How to Manage an Outbreak: The Ebola Story
Last week, Dr. Thomas Frieden, Director of the U.S. Centers for Disease Control and Prevention (CDC), gave an update explaining how the current Ebola epidemic is being managed, avoiding an even more disastrous outbreak and avoiding many deaths worldwide. Dr. Frieden spoke at a joint conference held by the Kaiser Family Foundation (KFF) and the Center for Strategic and International Studies (CSIS).
Ebola is one of the most deadly infectious diseases, causing death in at least 50% of those who become infected. This is much higher than almost every other known infectious disease.
The fatality rate for influenza, by comparison is 1%, although far more people die from influenza because it’s more common.
There’s no preventative vaccine, treatment, or cure for Ebola.
The current outbreak, according to the Kaiser Family Foundation, stands at 23,132, with 42% of patients in Sierra Leone, 35% in Liberia, and 12% in Guinea. All prior outbreaks of Ebola combined totaled about 10% of the current number of infected people.
The United States is by far the largest donor nation to the effort, having donated more than $2.4 billion, and the CDC plays a leading role, complete with boots on the ground, developing “best practices” to contain the virus.
The presentation revealed new U.S. public opinion data from KFF indicating that in 2014, Ebola was the most closely followed story, more than Ferguson, more than the missing Malaysian Air flight, and more than ISIS and terrorism. The poll also indicated that as of December 2014, four in 10 believe Ebola is now under control. In October 2014, that number was just one in 10. In many ways, the public opinion is correct. New cases are dropping rapidly, though we are not yet out of the woods. So what interventions by CDC and others helped make this turnaround happen?
“This is the most intensive response globally in CDC history,” said Dr. Frieden. “We knew that for every one month of delay, the size of the epidemic would triple. If we reached a tipping point where the majority [of Ebola patients] were safely identified and buried it would break.”
First, the CDC helped to diagnose the disease earlier in its staging by educating more health care workers on what symptoms to look for. By knowing who is or may be infected sooner, the sick can be removed from locations where they might infect others. The CDC’s efforts extend through providing, maintaining, and driving a fleet of 4 wheel drive vehicles throughout the effected regions to reach remote populations before the virus does and educating the population and health care workers about safety precautions. The CDC has worked quickly to change the culture around burials without compromising rituals and customs, by dressing the deceased in the clothes desired by the family while fully protected and behind glass so that the families can watch and approve.

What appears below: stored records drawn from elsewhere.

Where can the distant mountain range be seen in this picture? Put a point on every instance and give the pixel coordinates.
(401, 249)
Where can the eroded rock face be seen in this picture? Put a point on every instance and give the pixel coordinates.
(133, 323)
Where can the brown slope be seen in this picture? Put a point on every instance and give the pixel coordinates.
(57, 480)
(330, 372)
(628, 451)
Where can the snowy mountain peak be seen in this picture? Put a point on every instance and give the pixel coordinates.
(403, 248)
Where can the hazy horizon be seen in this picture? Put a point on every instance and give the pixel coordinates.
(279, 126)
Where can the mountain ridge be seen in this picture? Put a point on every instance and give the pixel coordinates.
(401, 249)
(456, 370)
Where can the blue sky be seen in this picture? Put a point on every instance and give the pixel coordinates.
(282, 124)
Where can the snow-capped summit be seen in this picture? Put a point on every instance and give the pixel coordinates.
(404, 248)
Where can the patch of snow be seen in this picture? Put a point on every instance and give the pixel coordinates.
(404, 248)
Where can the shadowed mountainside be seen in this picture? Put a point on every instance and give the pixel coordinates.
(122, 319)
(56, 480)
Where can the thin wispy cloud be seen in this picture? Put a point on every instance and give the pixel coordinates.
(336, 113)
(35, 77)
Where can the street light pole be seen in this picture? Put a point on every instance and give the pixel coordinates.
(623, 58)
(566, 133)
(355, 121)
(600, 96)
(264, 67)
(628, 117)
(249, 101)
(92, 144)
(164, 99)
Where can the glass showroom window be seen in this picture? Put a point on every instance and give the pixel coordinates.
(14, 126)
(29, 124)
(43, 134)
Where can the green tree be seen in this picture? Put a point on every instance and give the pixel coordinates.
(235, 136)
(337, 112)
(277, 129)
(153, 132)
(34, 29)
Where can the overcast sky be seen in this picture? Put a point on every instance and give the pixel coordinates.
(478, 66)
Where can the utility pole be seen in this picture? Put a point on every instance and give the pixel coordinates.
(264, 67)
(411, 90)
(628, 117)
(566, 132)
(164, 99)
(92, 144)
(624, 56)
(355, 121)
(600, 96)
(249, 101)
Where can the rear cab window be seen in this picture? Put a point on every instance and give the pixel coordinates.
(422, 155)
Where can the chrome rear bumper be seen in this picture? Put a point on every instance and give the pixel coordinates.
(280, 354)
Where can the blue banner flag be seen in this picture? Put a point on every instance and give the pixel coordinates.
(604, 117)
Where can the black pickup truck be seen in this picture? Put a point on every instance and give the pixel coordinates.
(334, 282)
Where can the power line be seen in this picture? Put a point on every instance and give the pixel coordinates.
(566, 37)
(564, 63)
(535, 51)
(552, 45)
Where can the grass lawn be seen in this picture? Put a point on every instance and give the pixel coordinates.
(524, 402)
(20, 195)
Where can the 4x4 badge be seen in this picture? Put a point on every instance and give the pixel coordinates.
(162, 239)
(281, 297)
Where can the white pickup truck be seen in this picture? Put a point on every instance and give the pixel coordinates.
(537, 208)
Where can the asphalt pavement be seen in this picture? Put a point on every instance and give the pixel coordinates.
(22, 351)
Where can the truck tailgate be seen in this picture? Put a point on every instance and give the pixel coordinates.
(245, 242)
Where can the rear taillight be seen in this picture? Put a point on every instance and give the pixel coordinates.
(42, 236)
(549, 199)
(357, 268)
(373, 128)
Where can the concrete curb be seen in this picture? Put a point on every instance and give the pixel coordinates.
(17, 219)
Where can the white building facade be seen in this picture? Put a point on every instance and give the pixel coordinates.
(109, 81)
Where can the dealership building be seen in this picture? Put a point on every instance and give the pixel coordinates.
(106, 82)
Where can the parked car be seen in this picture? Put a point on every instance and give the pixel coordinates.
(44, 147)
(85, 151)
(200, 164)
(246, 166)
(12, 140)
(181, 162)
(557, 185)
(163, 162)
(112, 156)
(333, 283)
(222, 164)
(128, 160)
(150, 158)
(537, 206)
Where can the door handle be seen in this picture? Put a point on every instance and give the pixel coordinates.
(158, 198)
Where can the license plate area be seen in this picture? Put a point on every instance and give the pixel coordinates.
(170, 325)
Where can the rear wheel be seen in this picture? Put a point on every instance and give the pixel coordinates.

How was the CDC able to move so quickly? “There is no pro-Ebola lobby,” quipped Dr. Frieden. “And this is a national security issue, which had strong support on both sides of the aisle. Health and health protection is an area where there’s common ground. Public health systems remain a ‘best buy.’ It can have a major payoff not just in terms of lives saved, but social and economic stability too.”
“We’ve made tremendous progress,” said Dr. Frieden. “The difference is night to day. Centers that used to be full of Ebola patients no longer are. But there still are some centers where there used to be no cases but there now are. We’re moving from a ‘build and bury’ stage – building treatment centers and burying the dead, to treatment phase.”
What’s next? According to Dr. Frieden, an early detection diagnostic will be available soon. That’s a good way to see that future outbreaks will be managed more expeditiously, resulting in fewer transmissions.
What do you think of the CDC’s ability to help contain Ebola? While the U.S. is the largest donor, many nations donated as well. Do you think we should lead the world in funding the effort to manage the Ebola outbreak?